I'm sitting here on a nothing-so-special-Wednesday. My leg is in blinding pain, per usual, and I spent the morning searching how to deal with chronic pain thinking "I can't do anything lately I'm such a failure I should be stronger, if my parents were around I wouldn't have so much on my shoulders, I wouldn't be so exhausted and scared." So I reached out, not about the specific topic but just to chat.
My best friend and I are chatting about a possible job and I say "I don't care what job they offer me I will be one of the best employees they've ever had." she agrees without flinching. I walked into the kitchen at work with my coffee cup and thought "wow that was pompous" then it hit me. No, it's not. I am versatile because I never knew what to expect as a kid so I became a wearer of a thousand masks. Now as an adult I have thrown out MOST of the masks, but before I tossed them I pulled the benefits of them into myself.
I can be quiet, loud, charismatic, a background character, smart, "stupid", the person who pushes a project forward, and the one who can wait until the group is ready.

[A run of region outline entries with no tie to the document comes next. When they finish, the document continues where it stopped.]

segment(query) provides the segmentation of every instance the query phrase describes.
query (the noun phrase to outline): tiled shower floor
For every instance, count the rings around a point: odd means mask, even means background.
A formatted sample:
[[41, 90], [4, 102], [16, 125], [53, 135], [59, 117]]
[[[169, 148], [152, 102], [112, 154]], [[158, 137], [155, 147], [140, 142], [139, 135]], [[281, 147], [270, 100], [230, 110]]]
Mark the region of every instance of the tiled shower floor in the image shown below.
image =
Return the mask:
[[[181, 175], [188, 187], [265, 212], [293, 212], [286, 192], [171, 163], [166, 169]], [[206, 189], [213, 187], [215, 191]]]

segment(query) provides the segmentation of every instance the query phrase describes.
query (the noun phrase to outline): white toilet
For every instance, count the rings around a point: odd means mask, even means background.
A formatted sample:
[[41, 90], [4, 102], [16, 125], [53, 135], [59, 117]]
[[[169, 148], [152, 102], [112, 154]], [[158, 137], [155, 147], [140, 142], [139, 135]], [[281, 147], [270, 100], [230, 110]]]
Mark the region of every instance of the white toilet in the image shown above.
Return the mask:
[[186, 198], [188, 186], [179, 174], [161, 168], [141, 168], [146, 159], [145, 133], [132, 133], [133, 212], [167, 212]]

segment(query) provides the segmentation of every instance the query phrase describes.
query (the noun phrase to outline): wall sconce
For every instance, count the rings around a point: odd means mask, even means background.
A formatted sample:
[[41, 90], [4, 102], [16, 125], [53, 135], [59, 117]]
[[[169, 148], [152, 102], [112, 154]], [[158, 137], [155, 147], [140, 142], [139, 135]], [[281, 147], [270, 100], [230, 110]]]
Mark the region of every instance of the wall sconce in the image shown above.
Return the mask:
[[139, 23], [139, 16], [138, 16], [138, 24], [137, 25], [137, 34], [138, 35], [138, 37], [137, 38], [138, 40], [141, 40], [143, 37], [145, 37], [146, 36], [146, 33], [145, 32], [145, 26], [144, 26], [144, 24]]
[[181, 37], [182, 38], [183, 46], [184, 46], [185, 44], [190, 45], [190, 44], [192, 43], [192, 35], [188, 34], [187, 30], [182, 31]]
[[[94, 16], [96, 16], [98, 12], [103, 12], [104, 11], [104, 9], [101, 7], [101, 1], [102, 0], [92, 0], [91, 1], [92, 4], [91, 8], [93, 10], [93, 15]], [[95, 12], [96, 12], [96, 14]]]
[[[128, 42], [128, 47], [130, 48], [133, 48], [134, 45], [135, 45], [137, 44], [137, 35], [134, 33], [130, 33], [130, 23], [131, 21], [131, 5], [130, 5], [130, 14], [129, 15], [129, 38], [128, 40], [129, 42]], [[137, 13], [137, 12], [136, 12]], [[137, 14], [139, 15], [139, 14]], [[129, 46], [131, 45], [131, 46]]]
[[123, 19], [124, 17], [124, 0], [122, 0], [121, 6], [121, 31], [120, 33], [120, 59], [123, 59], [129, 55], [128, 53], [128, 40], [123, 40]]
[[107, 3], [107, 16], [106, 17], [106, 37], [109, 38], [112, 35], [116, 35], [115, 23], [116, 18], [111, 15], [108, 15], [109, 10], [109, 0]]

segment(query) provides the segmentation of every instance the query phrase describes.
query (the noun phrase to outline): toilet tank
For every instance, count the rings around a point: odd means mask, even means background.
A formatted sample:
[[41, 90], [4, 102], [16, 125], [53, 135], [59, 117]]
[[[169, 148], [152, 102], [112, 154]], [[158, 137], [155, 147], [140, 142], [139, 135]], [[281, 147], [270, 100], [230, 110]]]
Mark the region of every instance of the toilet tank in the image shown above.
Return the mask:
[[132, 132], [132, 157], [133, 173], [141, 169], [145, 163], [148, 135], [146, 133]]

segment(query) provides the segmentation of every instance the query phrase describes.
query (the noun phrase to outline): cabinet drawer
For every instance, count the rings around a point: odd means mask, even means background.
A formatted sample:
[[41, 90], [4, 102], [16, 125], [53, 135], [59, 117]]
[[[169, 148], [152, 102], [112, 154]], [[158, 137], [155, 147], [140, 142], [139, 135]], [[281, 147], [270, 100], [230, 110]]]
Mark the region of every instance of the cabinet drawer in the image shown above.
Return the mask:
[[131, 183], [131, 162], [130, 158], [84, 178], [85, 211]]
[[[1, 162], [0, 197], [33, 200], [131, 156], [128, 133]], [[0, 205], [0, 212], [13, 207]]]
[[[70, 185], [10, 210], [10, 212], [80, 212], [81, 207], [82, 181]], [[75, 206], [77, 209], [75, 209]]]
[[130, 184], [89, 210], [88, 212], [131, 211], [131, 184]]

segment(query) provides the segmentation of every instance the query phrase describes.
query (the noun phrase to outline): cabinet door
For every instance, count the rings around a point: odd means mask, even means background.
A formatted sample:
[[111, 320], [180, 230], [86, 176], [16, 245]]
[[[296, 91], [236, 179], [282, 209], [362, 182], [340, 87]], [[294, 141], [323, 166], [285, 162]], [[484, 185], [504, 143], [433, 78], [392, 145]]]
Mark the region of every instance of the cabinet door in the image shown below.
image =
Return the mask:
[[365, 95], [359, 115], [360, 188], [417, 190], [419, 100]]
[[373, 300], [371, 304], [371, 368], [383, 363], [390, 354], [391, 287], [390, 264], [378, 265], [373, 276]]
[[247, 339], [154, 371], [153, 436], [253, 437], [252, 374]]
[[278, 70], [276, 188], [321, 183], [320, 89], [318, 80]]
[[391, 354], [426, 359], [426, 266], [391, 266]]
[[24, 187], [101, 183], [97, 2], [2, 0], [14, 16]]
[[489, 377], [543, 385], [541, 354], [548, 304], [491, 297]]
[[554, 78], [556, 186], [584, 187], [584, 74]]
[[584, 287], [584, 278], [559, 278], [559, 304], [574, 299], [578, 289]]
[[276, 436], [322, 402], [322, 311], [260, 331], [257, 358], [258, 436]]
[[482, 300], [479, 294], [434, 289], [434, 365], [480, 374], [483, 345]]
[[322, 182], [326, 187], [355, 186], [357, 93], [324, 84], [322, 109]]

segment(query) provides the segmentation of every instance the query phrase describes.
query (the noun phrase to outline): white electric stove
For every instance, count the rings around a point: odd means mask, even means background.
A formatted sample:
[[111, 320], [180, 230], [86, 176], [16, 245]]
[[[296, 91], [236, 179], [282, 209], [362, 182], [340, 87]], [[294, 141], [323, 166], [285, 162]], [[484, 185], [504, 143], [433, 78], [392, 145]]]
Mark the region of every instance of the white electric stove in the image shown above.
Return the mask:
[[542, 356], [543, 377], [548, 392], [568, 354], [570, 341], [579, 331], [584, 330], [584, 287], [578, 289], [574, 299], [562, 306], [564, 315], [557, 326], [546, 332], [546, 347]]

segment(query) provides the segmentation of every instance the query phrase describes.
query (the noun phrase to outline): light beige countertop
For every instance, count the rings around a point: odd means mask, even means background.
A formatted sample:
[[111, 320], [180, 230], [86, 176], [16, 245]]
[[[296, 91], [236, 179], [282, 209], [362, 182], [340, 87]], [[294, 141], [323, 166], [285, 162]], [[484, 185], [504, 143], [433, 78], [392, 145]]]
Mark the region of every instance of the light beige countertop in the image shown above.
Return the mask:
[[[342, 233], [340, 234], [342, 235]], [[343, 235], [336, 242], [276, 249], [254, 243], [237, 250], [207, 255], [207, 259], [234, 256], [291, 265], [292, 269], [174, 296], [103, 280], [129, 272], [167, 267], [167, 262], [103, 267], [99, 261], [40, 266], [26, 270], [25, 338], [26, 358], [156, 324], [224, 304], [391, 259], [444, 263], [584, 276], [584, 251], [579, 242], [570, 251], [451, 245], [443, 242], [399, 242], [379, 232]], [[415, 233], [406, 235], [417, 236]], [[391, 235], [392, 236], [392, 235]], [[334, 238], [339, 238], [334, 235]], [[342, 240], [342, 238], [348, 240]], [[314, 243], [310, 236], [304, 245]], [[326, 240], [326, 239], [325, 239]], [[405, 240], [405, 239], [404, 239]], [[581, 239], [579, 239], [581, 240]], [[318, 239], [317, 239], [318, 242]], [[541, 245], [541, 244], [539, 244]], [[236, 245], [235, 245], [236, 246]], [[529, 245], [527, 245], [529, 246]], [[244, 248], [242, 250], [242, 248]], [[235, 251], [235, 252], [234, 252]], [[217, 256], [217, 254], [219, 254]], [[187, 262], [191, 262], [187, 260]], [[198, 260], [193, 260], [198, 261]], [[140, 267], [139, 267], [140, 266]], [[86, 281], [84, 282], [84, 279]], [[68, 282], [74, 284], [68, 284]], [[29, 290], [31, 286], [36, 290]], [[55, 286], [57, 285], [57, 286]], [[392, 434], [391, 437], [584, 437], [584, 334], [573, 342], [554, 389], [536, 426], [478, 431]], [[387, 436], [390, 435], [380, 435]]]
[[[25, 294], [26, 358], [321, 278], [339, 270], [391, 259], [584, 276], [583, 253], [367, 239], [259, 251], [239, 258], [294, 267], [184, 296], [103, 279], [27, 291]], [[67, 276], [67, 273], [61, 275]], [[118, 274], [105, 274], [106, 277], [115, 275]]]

I am a problem solver like no other, I revel in solving problems, making them easier, more logical, while considering so many aspects of the problem because sometimes how to get my drunk mother home was an exercise more difficult than a convincing two sides of a business merger.
I know how to share information while protecting my sources and keeping everyone's confidence while turning hidden issues into issues you can talk about and fix, because well we have all had to explain to our coach, teacher, friend, family member why our parent "couldn't" remember/make it to pick us up or come to a game.

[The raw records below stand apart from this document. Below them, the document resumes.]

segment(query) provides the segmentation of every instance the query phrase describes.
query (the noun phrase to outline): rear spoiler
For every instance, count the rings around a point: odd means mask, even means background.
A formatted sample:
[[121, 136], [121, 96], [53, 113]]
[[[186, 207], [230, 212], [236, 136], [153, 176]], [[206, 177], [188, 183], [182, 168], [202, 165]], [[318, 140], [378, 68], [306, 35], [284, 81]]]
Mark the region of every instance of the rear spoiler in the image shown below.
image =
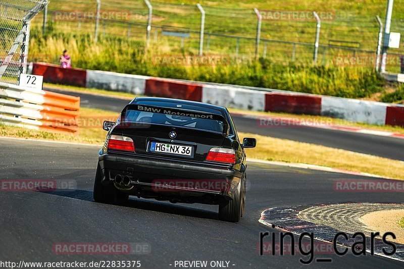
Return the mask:
[[219, 121], [223, 123], [224, 135], [228, 135], [230, 128], [229, 123], [222, 115], [205, 112], [200, 112], [192, 110], [187, 110], [182, 109], [174, 109], [172, 107], [164, 107], [161, 106], [154, 106], [152, 105], [144, 105], [143, 104], [129, 104], [127, 105], [121, 113], [121, 122], [125, 122], [125, 119], [126, 112], [128, 110], [136, 110], [138, 111], [144, 111], [154, 113], [159, 113], [168, 115], [181, 116], [183, 117], [190, 117], [191, 118], [199, 118], [207, 120], [213, 120]]

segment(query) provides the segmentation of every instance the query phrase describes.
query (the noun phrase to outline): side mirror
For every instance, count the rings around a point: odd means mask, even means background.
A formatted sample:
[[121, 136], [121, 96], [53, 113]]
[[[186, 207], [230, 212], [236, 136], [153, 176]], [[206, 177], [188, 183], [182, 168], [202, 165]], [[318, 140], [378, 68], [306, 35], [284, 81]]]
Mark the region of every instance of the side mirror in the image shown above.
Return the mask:
[[243, 139], [243, 147], [246, 148], [252, 148], [257, 146], [257, 139], [246, 138]]
[[109, 122], [108, 121], [105, 121], [103, 124], [103, 129], [106, 131], [109, 131], [111, 130], [111, 128], [112, 128], [112, 126], [115, 124], [115, 123], [114, 122]]

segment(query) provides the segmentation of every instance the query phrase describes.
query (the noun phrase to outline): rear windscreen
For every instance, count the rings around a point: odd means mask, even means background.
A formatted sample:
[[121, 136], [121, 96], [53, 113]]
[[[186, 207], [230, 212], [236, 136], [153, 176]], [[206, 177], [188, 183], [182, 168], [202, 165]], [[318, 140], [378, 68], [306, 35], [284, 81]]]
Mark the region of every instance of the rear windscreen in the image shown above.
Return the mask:
[[145, 111], [128, 110], [125, 116], [128, 122], [140, 122], [193, 128], [216, 132], [223, 132], [223, 123], [216, 120], [200, 119]]

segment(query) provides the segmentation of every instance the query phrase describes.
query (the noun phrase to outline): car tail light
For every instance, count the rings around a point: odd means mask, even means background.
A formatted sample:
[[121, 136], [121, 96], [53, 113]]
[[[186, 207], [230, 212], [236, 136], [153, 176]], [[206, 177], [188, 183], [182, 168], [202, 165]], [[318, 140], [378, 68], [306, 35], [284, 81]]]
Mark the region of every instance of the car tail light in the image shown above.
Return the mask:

I'm a product of my environment, I had to be a jack of a thousand trades learning how to make my own mac n' cheese at four as I realized that why yes you should drain the water before adding milk, butter, and cheese. So being faced by something in the workplace I don't know it becomes a new fun challenge. And my mistakes, well, those are still my hardest but with active recovery and surrounding myself with the right people I have learned to treat myself more kindly and laugh at most of them.
I once read that every parent does their best. I genuinely believe my mother did the best she could that her disease would allow. When she was too weak to be a parent I learned to become independent, when she couldn't decide how to be sane I learned to be logical, when she couldn't make life work I learned to become creative.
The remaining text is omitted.